"Josef Scharl" (Berlin, Galerie Nierendorf): Mit dieser Gedächtnisausstellung zu Josef Scharls 70. Geburtstag unternimmt die Galerie Nierendorf den zweiten und hoffentlich erfolgreichen Versuch, den hervorragenden Maler, der 1938 nach Amerika emigrierte, in Deutschland und der deutschen Kunstgeschichte wieder einzubürgern. Die Kollektion umfaßt rund 60 Gemälde, die zum größeren Teil in Deutschland noch nicht zu sehen waren, von den frühen zwanziger Jahren bis 1954, dazu Zeichnungen und Druckgraphik. Sie bleibt bis zum 7. Juni in Berlin und wird anschließend für anderthalb Jahre durch Westdeutschland wandern.
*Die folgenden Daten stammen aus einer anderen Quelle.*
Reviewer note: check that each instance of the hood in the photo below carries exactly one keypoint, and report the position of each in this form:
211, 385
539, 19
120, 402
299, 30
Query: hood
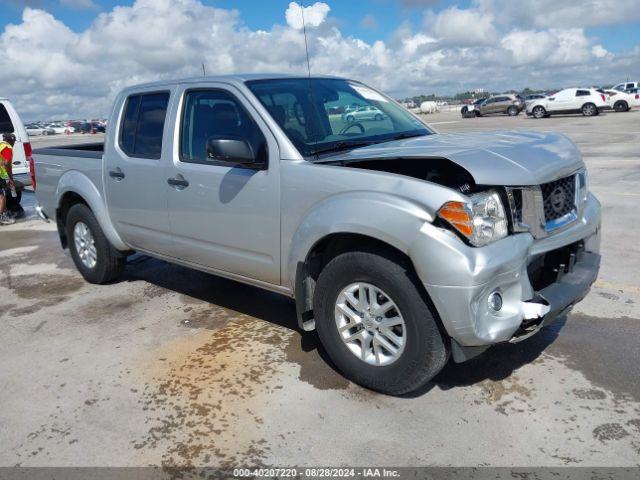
492, 158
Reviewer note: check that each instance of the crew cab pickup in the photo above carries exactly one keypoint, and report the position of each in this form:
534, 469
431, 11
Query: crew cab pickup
403, 247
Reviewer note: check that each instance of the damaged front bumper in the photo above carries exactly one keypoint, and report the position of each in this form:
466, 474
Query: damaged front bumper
537, 281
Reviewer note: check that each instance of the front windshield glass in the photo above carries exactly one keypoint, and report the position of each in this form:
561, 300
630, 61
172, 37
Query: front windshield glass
327, 115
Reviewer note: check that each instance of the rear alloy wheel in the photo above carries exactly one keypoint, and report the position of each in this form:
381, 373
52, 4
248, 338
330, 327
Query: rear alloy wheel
539, 112
94, 257
589, 110
621, 106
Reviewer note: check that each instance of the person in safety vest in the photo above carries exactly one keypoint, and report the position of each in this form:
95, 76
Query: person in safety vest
6, 176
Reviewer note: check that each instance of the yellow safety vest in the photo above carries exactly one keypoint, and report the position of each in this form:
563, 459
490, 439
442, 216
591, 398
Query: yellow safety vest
3, 171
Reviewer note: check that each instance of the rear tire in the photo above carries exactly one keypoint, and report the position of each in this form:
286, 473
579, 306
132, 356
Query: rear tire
94, 257
621, 106
589, 110
424, 350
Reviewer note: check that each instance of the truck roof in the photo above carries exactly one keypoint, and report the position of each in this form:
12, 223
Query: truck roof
231, 78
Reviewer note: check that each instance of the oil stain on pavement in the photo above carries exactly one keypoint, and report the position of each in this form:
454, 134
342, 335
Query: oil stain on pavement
204, 401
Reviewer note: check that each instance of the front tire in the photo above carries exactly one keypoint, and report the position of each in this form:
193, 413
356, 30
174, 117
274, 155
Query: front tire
94, 257
394, 351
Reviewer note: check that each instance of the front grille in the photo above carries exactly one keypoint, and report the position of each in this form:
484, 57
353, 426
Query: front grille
516, 208
559, 198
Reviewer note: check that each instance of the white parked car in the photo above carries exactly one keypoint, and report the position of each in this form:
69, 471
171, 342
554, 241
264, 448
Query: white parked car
587, 101
10, 123
34, 130
626, 86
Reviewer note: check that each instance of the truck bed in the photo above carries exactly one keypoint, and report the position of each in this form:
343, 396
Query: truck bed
84, 150
78, 163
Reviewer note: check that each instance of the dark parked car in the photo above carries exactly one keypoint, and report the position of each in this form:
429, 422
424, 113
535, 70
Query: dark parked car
509, 104
470, 110
92, 127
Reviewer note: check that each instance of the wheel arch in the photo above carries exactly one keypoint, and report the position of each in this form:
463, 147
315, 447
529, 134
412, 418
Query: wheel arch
75, 187
320, 254
343, 223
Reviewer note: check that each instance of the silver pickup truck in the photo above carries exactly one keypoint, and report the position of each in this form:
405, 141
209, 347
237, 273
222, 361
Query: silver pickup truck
401, 246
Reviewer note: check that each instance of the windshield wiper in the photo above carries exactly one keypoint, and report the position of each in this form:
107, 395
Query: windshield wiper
404, 135
344, 145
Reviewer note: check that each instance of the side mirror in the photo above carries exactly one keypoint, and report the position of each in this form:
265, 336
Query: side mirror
231, 149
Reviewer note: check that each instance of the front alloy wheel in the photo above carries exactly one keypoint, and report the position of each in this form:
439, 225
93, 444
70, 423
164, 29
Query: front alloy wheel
370, 324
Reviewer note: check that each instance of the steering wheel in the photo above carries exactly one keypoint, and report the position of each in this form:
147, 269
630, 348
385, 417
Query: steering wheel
346, 128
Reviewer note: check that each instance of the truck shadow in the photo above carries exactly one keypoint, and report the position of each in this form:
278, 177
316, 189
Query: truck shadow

Es handelt sich, um Mißverständnissen vorzubeugen, nicht um einen Akt politischer Wiedergutmachung. Es geht um den Maler, um seine künstlerische Anerkennung. Bilder wie "Stiftungsfest", "Einsamer Mann", "Bürgerliches Paar", "Vertreibung aus dem Tempel" gehören zum bleibenden Bestand in der deutschen Malerei der zwanziger Jahre. Die gesellschaftskritische Thematik teilt er mit Grosz und Dix, freilich fehlt jedes anklägerische Pathos, aber auch die Brutalität der Dixschen Formulierungen. Breite dunkle Konturen geben den Gestalten die lapidare Form definitiver Entschiedenheit. Als Landschafter hat er nicht den gleichen Rang. Der visuelle Eindruck wird energisch auf ornamentale Strukturen reduziert, mit unterschiedlichen Ergebnissen. Bei den späten amerikanischen Bildern mündet das Prinzip radikaler Vereinfachung oft in einem starren Formschematismus. Die Porträts stehen in der expressionistischen Tradition, darin trifft sich Scharl mit Pankok, Felixmüller oder Meidner, die ihre ungehemmte Liebe zu van Gogh teuer bezahlt haben. Man soll aber den endlich zurückgekehrten Maler nach seinen besten Bildern beurteilen. Scharls Platz ist nicht in dem Haufen der deutschen Spät- und Nachexpressionisten.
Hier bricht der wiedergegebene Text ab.